– Вы и правда ничего не знаете? – дрожащим голосом спросила миссис Уэстон. – И совершенно… совершенно не догадываетесь, что вам предстоит услышать?
– Я догадываюсь, что это связано с мистером Фрэнком Черчиллем.
– Вы не ошиблись. Я скажу вам все прямо, – заявила миссис Уэстон, продолжая свое шитье и будто стараясь не смотреть Эмме в глаза. – Сегодня он приехал к нам по исключительному делу. Невозможно передать наше удивление. Он приехал поговорить с отцом на предмет того… объявить о своем чувстве…
Она замолчала, чтобы перевести дух. Сначала Эмма подумала, что речь идет о ней, затем – о Харриет.
– То есть даже больше, чем о чувстве, – продолжала миссис Уэстон, – о помолвке. Самой настоящей помолвке… Эмма, что вы скажете… что все скажут, когда узнают, что Фрэнк Черчилль и мисс Фэрфакс помолвлены – и помолвлены давно!
Эмма даже подскочила от неожиданности и в ужасе воскликнула:
– Джейн Фэрфакс! Господи помилуй! Вы не шутите? Это правда?
– Понимаю ваше удивление, – ответила миссис Уэстон и, по-прежнему не поднимая взгляд, поспешно продолжила, стараясь дать Эмме время прийти в себя, – очень даже понимаю. Однако это так. Они помолвились еще в октябре, в Уэймуте, и хранили все в тайне.

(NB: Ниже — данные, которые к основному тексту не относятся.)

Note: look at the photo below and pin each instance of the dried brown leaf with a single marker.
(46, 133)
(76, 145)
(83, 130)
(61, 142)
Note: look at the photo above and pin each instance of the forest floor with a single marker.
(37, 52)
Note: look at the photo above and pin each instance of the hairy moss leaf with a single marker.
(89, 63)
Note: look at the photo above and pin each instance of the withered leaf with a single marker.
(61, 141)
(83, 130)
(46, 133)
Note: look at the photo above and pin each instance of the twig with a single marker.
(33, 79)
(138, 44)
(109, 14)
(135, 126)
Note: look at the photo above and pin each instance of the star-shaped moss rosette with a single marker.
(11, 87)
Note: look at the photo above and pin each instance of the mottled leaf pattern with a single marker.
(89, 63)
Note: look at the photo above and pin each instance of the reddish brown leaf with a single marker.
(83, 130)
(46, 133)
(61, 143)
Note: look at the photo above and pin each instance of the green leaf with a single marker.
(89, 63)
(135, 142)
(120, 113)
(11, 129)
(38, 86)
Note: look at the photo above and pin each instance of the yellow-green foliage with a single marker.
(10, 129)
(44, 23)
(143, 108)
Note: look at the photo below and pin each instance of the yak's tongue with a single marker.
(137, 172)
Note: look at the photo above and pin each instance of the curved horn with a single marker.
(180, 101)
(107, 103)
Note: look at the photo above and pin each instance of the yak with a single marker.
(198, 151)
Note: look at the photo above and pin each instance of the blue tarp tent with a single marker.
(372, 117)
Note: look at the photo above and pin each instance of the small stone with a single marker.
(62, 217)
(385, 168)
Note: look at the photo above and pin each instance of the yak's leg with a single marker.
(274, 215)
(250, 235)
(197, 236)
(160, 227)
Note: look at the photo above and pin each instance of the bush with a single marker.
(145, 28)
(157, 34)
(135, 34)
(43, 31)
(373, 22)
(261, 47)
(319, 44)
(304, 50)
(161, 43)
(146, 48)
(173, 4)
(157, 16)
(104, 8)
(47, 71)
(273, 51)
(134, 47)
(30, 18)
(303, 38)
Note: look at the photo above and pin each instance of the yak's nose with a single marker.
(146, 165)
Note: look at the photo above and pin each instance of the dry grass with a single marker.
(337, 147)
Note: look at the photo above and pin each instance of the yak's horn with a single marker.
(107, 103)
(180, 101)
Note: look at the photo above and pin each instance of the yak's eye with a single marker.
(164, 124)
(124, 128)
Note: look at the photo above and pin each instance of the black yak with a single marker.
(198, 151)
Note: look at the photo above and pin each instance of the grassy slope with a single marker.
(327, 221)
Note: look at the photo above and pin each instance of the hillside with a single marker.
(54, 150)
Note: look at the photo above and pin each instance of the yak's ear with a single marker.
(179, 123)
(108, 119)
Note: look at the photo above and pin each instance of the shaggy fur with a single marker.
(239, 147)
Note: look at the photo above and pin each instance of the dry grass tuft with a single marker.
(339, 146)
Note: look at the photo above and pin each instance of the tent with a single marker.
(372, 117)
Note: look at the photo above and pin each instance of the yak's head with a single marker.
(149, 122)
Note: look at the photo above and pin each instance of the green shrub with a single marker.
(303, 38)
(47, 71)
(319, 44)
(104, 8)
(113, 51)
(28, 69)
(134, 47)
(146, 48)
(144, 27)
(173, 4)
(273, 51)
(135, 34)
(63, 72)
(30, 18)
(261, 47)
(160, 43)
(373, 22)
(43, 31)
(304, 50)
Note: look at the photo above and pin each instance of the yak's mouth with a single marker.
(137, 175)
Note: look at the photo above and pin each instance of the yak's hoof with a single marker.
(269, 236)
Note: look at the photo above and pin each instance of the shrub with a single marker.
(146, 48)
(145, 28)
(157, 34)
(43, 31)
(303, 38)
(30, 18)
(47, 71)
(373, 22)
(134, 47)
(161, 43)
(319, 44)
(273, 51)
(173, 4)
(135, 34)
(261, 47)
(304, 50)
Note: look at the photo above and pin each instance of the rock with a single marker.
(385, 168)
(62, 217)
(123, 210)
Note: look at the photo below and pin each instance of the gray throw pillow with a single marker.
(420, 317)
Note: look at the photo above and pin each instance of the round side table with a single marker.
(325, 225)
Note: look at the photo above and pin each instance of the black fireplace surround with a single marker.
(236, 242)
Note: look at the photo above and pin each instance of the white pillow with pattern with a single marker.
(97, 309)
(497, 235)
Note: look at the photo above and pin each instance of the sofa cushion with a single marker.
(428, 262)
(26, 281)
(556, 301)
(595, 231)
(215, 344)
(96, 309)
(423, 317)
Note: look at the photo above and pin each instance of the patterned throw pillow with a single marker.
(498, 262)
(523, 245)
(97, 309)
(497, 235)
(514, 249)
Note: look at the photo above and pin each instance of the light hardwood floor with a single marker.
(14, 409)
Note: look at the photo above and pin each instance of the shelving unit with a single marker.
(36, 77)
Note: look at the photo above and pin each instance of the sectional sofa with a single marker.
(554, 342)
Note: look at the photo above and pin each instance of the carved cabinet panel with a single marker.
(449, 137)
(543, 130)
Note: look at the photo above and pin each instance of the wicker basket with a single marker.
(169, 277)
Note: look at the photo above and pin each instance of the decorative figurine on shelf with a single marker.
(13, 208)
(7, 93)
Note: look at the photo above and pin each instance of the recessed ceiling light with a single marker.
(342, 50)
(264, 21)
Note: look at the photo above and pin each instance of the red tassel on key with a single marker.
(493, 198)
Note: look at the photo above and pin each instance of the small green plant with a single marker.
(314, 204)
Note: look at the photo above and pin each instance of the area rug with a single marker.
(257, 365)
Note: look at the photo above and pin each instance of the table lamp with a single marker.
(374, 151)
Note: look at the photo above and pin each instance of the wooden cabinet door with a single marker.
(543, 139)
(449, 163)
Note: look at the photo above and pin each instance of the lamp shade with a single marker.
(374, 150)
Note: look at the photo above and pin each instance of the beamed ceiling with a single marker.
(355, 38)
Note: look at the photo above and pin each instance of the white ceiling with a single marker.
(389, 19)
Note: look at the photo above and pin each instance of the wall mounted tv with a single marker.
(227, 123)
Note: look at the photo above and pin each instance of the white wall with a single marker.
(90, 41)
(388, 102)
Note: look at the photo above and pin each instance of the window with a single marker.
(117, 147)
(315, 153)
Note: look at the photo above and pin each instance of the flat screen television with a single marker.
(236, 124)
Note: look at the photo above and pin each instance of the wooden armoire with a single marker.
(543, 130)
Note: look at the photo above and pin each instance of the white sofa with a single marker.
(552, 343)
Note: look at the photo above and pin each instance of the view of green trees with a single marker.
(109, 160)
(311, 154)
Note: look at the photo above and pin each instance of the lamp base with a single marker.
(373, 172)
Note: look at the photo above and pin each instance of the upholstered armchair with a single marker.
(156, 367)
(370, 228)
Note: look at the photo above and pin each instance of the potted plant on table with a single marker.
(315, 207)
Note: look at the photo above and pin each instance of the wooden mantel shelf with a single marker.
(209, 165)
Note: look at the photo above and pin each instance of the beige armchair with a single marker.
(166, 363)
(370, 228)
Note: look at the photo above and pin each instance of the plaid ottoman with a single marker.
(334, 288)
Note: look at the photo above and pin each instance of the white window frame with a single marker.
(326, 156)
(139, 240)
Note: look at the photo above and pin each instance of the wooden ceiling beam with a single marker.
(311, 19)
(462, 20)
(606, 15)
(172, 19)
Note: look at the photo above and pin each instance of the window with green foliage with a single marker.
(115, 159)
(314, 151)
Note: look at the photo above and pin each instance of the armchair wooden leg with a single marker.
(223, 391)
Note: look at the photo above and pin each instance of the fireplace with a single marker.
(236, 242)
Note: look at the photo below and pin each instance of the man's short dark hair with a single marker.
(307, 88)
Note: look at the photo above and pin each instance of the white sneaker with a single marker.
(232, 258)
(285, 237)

Никто, кроме них, не знал: ни Кэмпбеллы, ни ее родные, ни его… Это столь удивительно, что мне до сих пор не верится… А я-то думала, что знаю его…
Эмма едва ли ее слушала. Лишь о двух вещах она могла сейчас думать: обо всех своих прежних разговорах с Фрэнком Черчиллем о мисс Фэрфакс и о бедной Харриет. Некоторое время она могла лишь восклицать и снова и снова требовать все повторить.
– Н-да, – сказала она, наконец придя в себя, – мне, пожалуй, нужно хотя бы полдня, чтобы все это осознать. Как!.. Зимой уже были помолвлены… то есть еще до того, как оба приехали в Хайбери?
– Помолвлены с октября – втайне. Эмма, это известие меня сильно ранило. И сильно ранило его отца. Кое-что в его поведении мы простить не можем.
Эмма на мгновение задумалась и затем ответила:
– Не стану притворяться, будто не понимаю, о чем вы. Надеюсь, я, сколько могу, облегчу вашу боль: будьте уверены, его внимание ко мне не возымело того эффекта, которого вы опасаетесь.
Миссис Уэстон, не веря, подняла взгляд, но выглядела Эмма так же спокойно, как говорила.
– Чтобы вам легче было поверить, что я к нему решительно равнодушна, – продолжала она, – я расскажу вам больше. Когда мы только познакомились, он действительно мне понравился, и я была даже готова влюбиться – да, собственно, и влюбилась, – но потом, что удивительно, это прошло. Оно и к лучшему. Он уже некоторое время, месяца три точно, совершенно мне безразличен. Можете мне верить, миссис Уэстон. Это чистая правда.
Миссис Уэстон со слезами радости бросилась ее целовать и, когда вновь обрела дар речи, то заявила Эмме, что ничто на свете не обрадовало бы ее сейчас больше сего заверения.
– Мистер Уэстон тоже будет счастлив это слышать, – сказала она. – Как же мы мучились! Ведь нам так хотелось, чтобы вы друг другу понравились, и мы были уверены: так оно и случилось… Представьте себе, как мы за вас беспокоились, когда обо всем узнали.
– Чудом я избежала удара, и за это нам с вами остается лишь благодарить судьбу. Но, миссис Уэстон, его это никак не оправдывает. Должна признаться, в моих глазах он очень виноват. Какое право он имел, будучи связанным клятвой и чувством, так вызывающе себя вести? Какое право он имел ухаживать и добиваться внимания одной дамы – а именно так это было, – когда на деле принадлежал другой? Неужели он не знал, что это может привести к беде? Неужели не думал, что я могу в него влюбиться? Он поступил дурно, очень дурно.
– Из его слов, милая моя Эмма, я так поняла, что…
– А она! Как она могла сносить подобное поведение! Хладнокровно наблюдать, как он у нее на глазах раз за разом оказывает знаки внимания другой женщине, и не возмутиться… Такой степени равнодушия я не понимаю и не уважаю.